Segundo o executivo, o movimento tem raiz econômica: cerca de 83% da população brasileira está endividada, com parte relevante das dívidas em cartão de crédito, cuja taxa de juros chega a 400% ao ano. Isso empurra o consumidor a buscar alternativas de compra em mais de um canal.
Saudabilidade e GLP-1 puxam nova cesta de consumo
Tremaroli citou a saudabilidade como a principal tendência de transformação no varejo atual, presente desde o boom das academias até o crescimento de 85% nas corridas de rua no último ano.
Carolina Nass, head de CMI da IQVIA Brasil, apresentou dados específicos sobre medicamentos GLP-1, usados no tratamento da obesidade e do diabetes, que influenciam diretamente na saudabilidade do consumidor. Segundo ela, o uso desse tipo de medicamento cresceu cinco vezes em relação a 2022, com faturamento de R$ 17 bilhões no acumulado de doze meses.

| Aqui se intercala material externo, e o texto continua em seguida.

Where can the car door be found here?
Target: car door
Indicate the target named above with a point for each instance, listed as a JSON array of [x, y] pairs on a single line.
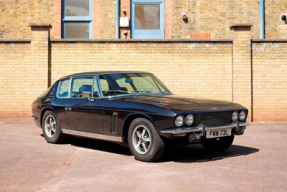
[[59, 103], [84, 108]]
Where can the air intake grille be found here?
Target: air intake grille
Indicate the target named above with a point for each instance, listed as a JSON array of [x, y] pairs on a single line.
[[213, 119]]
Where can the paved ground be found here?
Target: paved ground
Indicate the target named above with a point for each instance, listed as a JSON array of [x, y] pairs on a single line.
[[256, 162]]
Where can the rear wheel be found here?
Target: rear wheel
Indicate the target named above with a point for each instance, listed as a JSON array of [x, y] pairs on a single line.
[[217, 144], [144, 141], [51, 129]]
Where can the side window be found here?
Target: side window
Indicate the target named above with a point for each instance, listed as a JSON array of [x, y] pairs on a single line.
[[124, 85], [96, 91], [63, 91], [104, 85], [82, 87]]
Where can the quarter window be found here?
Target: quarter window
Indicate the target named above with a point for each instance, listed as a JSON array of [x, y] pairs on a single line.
[[77, 19], [82, 87], [63, 91]]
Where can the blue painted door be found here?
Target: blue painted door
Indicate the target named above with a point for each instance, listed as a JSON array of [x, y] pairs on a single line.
[[147, 21]]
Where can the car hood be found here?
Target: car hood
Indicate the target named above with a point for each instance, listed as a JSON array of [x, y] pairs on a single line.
[[186, 104]]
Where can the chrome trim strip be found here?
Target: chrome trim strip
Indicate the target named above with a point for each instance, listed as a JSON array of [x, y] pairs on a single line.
[[207, 128], [33, 117], [93, 135]]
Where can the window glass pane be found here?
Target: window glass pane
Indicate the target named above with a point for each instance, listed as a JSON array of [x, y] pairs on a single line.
[[82, 87], [147, 17], [76, 30], [104, 85], [96, 92], [130, 83], [63, 91], [77, 8]]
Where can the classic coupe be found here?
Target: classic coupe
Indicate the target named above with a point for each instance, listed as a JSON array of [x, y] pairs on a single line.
[[137, 110]]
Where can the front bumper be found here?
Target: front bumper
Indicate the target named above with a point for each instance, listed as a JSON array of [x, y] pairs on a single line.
[[203, 129]]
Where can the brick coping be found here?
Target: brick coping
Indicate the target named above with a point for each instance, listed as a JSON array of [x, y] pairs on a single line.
[[141, 40], [269, 40], [15, 40]]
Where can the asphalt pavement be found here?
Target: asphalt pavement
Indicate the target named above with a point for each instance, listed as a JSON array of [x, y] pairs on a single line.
[[257, 161]]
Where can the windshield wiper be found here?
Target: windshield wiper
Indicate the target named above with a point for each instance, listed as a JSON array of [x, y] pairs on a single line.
[[162, 92], [142, 91]]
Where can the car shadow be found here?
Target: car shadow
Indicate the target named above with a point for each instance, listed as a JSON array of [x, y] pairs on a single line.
[[197, 154], [185, 154], [98, 145]]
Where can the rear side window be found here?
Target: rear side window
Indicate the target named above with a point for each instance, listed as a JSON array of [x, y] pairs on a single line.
[[82, 87], [63, 91]]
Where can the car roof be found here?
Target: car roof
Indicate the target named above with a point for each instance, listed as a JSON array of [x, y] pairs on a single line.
[[100, 73]]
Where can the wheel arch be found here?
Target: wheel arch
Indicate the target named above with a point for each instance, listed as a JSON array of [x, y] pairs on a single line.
[[129, 120], [43, 112]]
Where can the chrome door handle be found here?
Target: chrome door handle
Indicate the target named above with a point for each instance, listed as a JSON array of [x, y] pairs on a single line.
[[68, 108]]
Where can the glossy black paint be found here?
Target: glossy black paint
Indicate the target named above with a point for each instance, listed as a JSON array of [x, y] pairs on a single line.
[[96, 116]]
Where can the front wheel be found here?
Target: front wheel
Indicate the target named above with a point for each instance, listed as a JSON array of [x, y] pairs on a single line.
[[217, 144], [144, 141], [51, 129]]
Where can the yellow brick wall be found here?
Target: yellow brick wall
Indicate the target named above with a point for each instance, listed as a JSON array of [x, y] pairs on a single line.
[[242, 66], [201, 69], [16, 15], [204, 16], [270, 80], [16, 79]]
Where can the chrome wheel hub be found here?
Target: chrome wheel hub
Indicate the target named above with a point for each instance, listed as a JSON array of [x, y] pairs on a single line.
[[50, 126], [141, 139]]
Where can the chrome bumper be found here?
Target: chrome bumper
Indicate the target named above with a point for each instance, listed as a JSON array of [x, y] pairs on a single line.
[[203, 129]]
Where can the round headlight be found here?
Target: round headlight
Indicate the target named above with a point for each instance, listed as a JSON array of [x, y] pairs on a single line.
[[234, 116], [189, 119], [242, 115], [178, 121]]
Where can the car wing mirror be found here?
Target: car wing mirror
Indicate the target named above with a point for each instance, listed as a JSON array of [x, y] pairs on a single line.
[[91, 99]]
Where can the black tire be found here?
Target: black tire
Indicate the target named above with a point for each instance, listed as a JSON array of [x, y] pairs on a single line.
[[217, 144], [156, 147], [58, 136]]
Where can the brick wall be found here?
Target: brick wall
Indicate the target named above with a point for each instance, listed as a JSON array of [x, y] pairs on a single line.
[[204, 16], [269, 80], [16, 79], [16, 15], [218, 69]]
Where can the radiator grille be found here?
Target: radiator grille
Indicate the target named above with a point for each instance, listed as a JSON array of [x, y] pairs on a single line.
[[213, 119]]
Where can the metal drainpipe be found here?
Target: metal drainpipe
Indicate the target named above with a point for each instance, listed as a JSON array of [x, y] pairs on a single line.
[[117, 19], [262, 19]]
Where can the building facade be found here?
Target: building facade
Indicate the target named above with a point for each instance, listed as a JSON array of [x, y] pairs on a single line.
[[147, 19], [198, 48]]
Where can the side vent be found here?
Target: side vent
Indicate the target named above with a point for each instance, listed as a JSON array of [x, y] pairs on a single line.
[[114, 121]]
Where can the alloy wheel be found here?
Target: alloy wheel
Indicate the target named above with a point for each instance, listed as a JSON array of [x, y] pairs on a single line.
[[141, 139], [50, 126]]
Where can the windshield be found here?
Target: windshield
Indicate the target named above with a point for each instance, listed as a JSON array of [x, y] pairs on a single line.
[[131, 83]]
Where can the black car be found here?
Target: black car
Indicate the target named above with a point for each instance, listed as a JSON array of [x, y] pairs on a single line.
[[135, 109]]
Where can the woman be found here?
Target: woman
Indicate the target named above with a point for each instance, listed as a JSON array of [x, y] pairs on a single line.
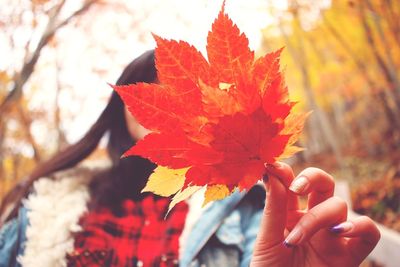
[[89, 217]]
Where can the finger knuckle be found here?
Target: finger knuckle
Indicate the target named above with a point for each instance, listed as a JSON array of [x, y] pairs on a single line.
[[339, 203]]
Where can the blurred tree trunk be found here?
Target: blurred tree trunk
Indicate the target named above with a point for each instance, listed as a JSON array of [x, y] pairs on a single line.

“O GLP-1 reorganiza de uma forma bem ampla a vida dessas pessoas e traz uma nova dinâmica de consumo”, disse Nass. Segundo a executiva, a cesta desses consumidores passa a incluir mais suplementos, como complexo B, além de dermocosméticos, em um comportamento de autocuidado mais amplo.
Hub de saúde, farmácia e impacto na saudabilidade
Nass citou o exemplo americano da rede CVS, que passou a oferecer plano de saúde e atendimento rápido dentro da loja para reduzir a saída de clientes para concorrentes.
No Brasil, segundo ela, grandes redes de farmácia já se organizam para oferecer exames e vacinação, além da venda de medicamentos.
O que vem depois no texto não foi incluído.